________ ________ ____ ____ ________ ________ ________ ________ ________
|________|| _ || \ / | | _ || || _ || _ | | |
| || |_| || | \/ | | | |_| || .--. || |_| || |_| | | .--. |
| || || | | | | || | | || || | | | | |
___| || _ || | | | | _ || '--' || _ || _ | | '--' |
| || | | || | | | | | | || || | | || | | | | |
|________||__| |__||__| |__| |__| |__||________||__| |__||__| |__| |________|
If you've ever seen a YouTube video of someone composing music from scratch, playing piano and guitar in their homes, or out busking on the streets, you may have thought: "I want to play an instrument like that too." For those of us fortunate enough to pursue our musical fantasies, this problem is solved as simply as buying a new instrument. However, there are others who do not have the capacity to own an instrument on a whim.

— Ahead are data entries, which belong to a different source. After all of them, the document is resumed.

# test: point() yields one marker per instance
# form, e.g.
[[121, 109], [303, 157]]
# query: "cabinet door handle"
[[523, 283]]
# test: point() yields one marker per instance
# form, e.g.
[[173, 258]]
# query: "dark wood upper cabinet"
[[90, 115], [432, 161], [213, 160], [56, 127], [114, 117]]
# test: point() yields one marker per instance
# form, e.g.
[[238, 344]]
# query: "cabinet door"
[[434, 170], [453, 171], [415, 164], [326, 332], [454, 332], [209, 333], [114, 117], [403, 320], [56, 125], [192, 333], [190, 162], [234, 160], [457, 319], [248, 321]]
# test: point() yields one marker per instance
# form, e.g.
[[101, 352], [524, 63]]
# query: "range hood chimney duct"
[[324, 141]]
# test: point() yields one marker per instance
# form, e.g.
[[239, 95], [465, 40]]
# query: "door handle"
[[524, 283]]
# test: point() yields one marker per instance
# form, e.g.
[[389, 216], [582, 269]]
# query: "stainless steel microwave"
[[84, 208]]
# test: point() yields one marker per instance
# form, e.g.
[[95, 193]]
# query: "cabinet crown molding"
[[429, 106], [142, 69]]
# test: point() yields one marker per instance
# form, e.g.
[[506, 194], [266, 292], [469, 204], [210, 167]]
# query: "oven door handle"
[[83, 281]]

We wanted to change that.
JamBoard is a tool similar to a DJ's soundboard that allows you to create music by drawing shapes that represent drums, piano, saxophone, and more on a piece of paper. When you connect your device (i.e., budget Android phone), you can tap on the various shapes which creates pitched musical notes. The sounds are consistent and so you can effectively create musical pieces with it (see our attached video!)
Instruments supported: piano, saxophone, drums, and kazoo (and more can be automatically generating by providing just one sound file)
We built JamBoard using what is essentially pure math.
- On startup 'calibration' occurs, we run the webcam through a series of processes to turn it into a black and white shape grid. We then essentially count the number of contours and how round the object is to determine it's shape, area, color and exact location - no AI tomfoolery.
- Two webcams are set up, one with a bird's eye view, and one with a table's eye view. They create a constant feed of video frames, which we use baselines from the calibration step to determine when the user is touching a certain shape.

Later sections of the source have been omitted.